While PCA reduces the dimensionality of the data by describing the largest axes of variation irrespective of treatment, there is another multivariate statistical technique, canonical linear discriminant analysis (CLDA), that instead focuses on what linear combinations of variables can best explain most of the variation in the data according to a pre-defined grouping of samples. Specifically, CLDA seeks a discriminant function that maximizes the between-group variance to the within-group variance, and its main purpose is enabling prediction of group membership of the samples based on a linear combination of the variables (McLachlan 1992). Thus, we also performed CLDA to study differences between mating group sizes by analysing whether variation in SFP transcript expression between samples differs depending on the mating group size.

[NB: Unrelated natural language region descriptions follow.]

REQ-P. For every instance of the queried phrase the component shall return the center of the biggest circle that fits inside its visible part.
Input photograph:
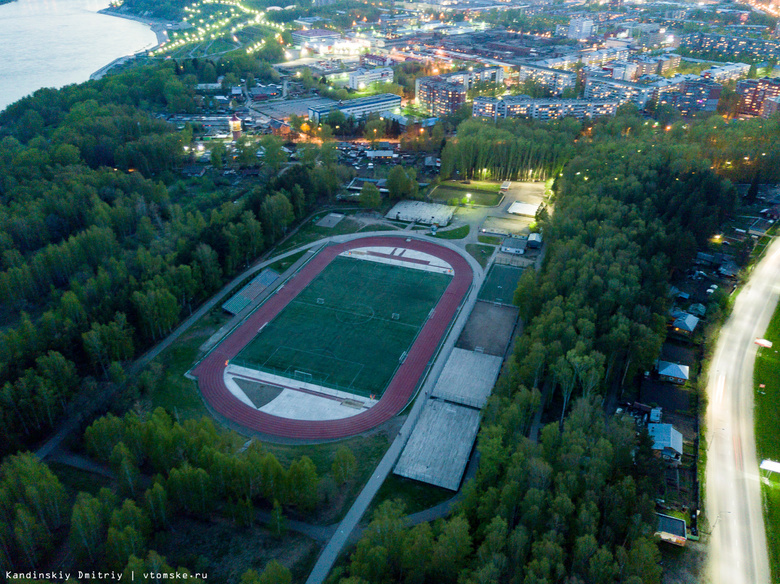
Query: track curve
(401, 387)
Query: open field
(767, 400)
(175, 392)
(228, 408)
(311, 232)
(500, 284)
(447, 191)
(415, 496)
(481, 253)
(349, 328)
(457, 233)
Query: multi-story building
(726, 72)
(443, 95)
(556, 80)
(754, 94)
(370, 60)
(580, 28)
(357, 108)
(771, 106)
(623, 70)
(587, 58)
(668, 62)
(605, 89)
(732, 45)
(541, 109)
(315, 37)
(362, 78)
(699, 94)
(645, 65)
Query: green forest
(631, 208)
(105, 248)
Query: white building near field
(362, 78)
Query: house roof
(665, 436)
(675, 370)
(698, 309)
(514, 243)
(686, 322)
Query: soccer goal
(304, 376)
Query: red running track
(398, 393)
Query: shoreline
(159, 27)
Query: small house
(685, 324)
(698, 310)
(514, 245)
(666, 440)
(535, 241)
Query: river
(52, 43)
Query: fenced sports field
(350, 328)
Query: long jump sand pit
(489, 328)
(408, 288)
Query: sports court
(350, 328)
(500, 284)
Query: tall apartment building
(357, 108)
(556, 80)
(726, 72)
(362, 78)
(443, 95)
(580, 28)
(771, 106)
(754, 94)
(314, 37)
(606, 89)
(732, 45)
(699, 94)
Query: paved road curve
(738, 552)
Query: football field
(350, 328)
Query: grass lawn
(174, 392)
(500, 284)
(457, 233)
(415, 495)
(477, 185)
(311, 232)
(767, 405)
(444, 193)
(377, 227)
(368, 451)
(279, 266)
(76, 480)
(349, 327)
(481, 253)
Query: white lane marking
(719, 388)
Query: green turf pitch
(340, 331)
(500, 284)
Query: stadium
(342, 345)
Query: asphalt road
(738, 553)
(341, 537)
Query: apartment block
(523, 106)
(754, 94)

Seminal fluid transcripts are highly correlated in their expression

The correlation network (Fig. 1) confirmed the phenotypically highly correlated nature of seminal fluid transcript expression level: correlation coefficients for pairs of transcripts ranged between −0.31 and 1.00, with an average value of 0.38; 78% of correlations had P values smaller than 0.05 (not shown). In addition, at least four separate clusters of highly correlated transcripts can be observed on the correlation network (Fig. 1).

Fig. 1
figure 1

Phenotypic (left) and genetic (right) coexpression network of 58 seminal fluid transcripts in M. lignano based on Pearson’s product moment correlation coefficients. Nodes (numbers) represent the Mlig-pro1Mlig-pro76 transcripts, plus four prostate-limited transcripts (2216.1, 23926, 471.4 and 44523; depicted in the figure with their transcript IDs from the MLRNA110815 transcriptome assembly). Lines represent correlation coefficients between transcripts (red: negative, black: positive), with line width scaled according to the strength of each correlation (thicker = stronger). The group of highly correlated nodes, for example, appearing to the lower part of the network means that these nodes have higher correlations between each other than with the other transcripts. Genetic correlations were estimated from Pearson’s product−moment correlation coefficients based on genotype means for each transcript (mating group sizes were pooled) (colour figure online)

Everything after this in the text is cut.